Addressing such concerns, Moon said there was a limit to how far the two Koreas could go in improving ties if North Korea did not move toward dismantling its nuclear weapons program.
“The two issues — improving inter-Korean relations and resolving the North Korean nuclear issue — cannot be separated,” Moon said. “If the North provokes again or does not show sincerity on revising its nuclear problem, the international community will continue to apply even stronger sanctions and pressure.”
“My government has no intention of easing sanctions unilaterally,” he added, dismissing speculation that he might lift some of the sanctions imposed by his conservative predecessors, like the closing of a joint factory park in the North Korean town of Kaesong.
But Moon, a vocal critic of Washington’s plan to use military force to resolve the North’s nuclear threat, reiterated that the ultimate goal of sanctions and pressure must be to force North Korea to negotiate. He emphasized that his top national security and foreign policy goal was to prevent war on the Korean Peninsula.

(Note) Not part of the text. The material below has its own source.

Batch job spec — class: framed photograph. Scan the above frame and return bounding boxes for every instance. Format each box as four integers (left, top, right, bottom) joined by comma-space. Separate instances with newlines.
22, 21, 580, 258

Since he took office last May, Moon has faced detractors at home, especially older and conservative South Koreans who fear he may concede too much to the North as he doggedly champions talks. Such concerns have persisted even as Moon has moved to build more powerful missiles and get new weapons from the United States to counter the North’s nuclear threat.
Conservative South Koreans, as well as U.S. policymakers, remain deeply skeptical of Kim, the North Korean leader, who has accelerated the pace of nuclear and missile tests since taking power six years ago.
In a New Year’s Day speech, Kim proposed dialogue with the South to discuss his country’s participation in the Pyeongchang Olympics, which Moon has called for repeatedly. But he wants North Korea to be accepted as a nuclear weapons state, even boasting in his speech that he now had a “button” in his office to launch nuclear missiles at the U.S. mainland. At the same time, he urged Koreans on both sides to work together for peace.
During the border talks Tuesday, the North’s top negotiator, Ri Son Kwon, categorically rejected the South’s attempt to discuss the nuclear issue, calling it “absurd” and warning that it could derail efforts to improve inter-Korean relations. He said North Korea’s nuclear weapons were not built to attack South Koreans, Chinese or Russians, but were “aimed solely at the United States.”
For decades, North Korea has refused to discuss its nuclear weapons program with the South, insisting that it is an issue to be addressed only by it and the United States.
On Tuesday, Canada and the United States will host a meeting in Vancouver, British Columbia, of foreign ministers from countries that supported the United Nations-backed effort to repel North Korean forces after the 1950 invasion of South Korea. China said Wednesday that it would not attend the meeting because not all of the main parties to the conflict would be in attendance.